A tin to bake it in.
It might seem a little unnecessary to have a Bundt tin dedicated entirely to making a Yule log. So it goes without saying that this recipe can be baked in any NINE cup tin. That’s two and a quarter litres in English money. The Nordic Ware Yule Log tin is not cheap I will grant you. But when you think of how much time and effort you are saving on the old-fashioned way of making your Buche de Noel. It’s got to be worth it surely? And besides. If you are anything like me you won’t need much persuading. Look at how pretty it is. And because it’s a specialist tin for the Christmas holidays if you wait until the January sales there are usually plenty to be found being sold off at greatly reduced prices. The only downside is that you will have to wait for almost the full year before you can use it for baking. I should mention that you don’t have to go overboard on the liqueur either. I know Bailey’s is the Irish Cream we are all most familiar with but the supermarkets all seem to sell own brand versions at a fraction of the cost. Just make sure that you make this cake a day or two in advance to give the flavours a chance to develop. So if you are new to Bundt baking or even if you are a seasoned professional. I hope you will try branching out with this recipe. It’s so tasty, your loved ones will think they’ve got the luck of the Irish. Now here’s that recipe… Enjoy.
Irish Cream Yule Log.
* I have written the recipe out below as it should be made. Though I must admit. After having so many stuck cakes and in a fit of temper/laziness – I just measured everything into the mixer bowl and beat it together using the paddle attachment. First on a low speed to combine.
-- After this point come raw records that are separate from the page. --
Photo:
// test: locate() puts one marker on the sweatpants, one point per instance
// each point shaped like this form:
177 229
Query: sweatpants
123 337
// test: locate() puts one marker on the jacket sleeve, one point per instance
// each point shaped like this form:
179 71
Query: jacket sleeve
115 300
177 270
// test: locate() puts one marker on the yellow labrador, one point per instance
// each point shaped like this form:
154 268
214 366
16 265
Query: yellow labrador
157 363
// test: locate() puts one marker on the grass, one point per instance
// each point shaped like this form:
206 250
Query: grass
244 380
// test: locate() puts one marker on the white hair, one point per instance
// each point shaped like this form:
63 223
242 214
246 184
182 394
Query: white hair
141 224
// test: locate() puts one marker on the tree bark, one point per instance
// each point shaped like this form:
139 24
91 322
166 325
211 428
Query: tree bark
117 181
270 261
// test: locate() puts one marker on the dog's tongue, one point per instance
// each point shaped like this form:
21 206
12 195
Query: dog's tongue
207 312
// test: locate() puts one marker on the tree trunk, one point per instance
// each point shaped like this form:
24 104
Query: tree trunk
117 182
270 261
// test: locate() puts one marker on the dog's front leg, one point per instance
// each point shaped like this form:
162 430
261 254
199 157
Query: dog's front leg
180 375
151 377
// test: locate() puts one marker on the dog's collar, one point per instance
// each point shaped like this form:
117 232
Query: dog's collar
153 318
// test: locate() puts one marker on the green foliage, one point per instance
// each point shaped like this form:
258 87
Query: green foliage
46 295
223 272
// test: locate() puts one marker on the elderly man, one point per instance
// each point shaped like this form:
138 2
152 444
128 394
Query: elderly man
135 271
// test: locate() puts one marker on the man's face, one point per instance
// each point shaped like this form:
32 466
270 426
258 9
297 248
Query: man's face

Then on a medium speed until smooth. It worked out OK but as you can tell from the pictures, there were a fair few air bubbles in the finished cake.
- 310g Self Raising Flour.
- 50g Cocoa Powder.
- ¼ tsp Salt.
- 220g Greek Yoghurt.
- 80ml Irish Cream Liqueur.
- 220g Margarine.
- 300g Caster Sugar.
- 3 Large Eggs.
- 1 tsp Vanilla Extract.
- 20g Icing Sugar.
- Position a shelf in the centre of the oven. Preheat the oven to Gas Mark 4. Grease and flour the Nordic Ware Yule log (this recipe is enough for a 9 cup Bundt tin).
- Sift together the flour, cocoa and salt. Set aside.
- Stir together the Greek yoghurt with the Irish Cream liqueur until combined. Set aside.
- Cream together the margarine and sugar until light and fluffy.
- Add the eggs one at a time, beating well and scraping down the bowl after each addition.
- Add the vanilla extract and beat to combine.
- Gently fold in the flour and yoghurt mixtures alternately until just combined, taking care not to over mix. (Flour, yoghurt, flour, yoghurt and ending with flour).
- Spoon into the prepared tin and smooth the surface. Try to push the mixture up the sides of the tin a little to leave a dip in the centre if you can. This should help the cake to rise more evenly when baking.
- Bake for 60 minutes or just until the cake is pulling away from the edges of the tin slightly and a skewer inserted into the centre of the cake comes out clean.
- Cool in the tin for at least 15 minutes before carefully turning out onto a cooling rack to cool completely.
- Dust with icing sugar just before serving.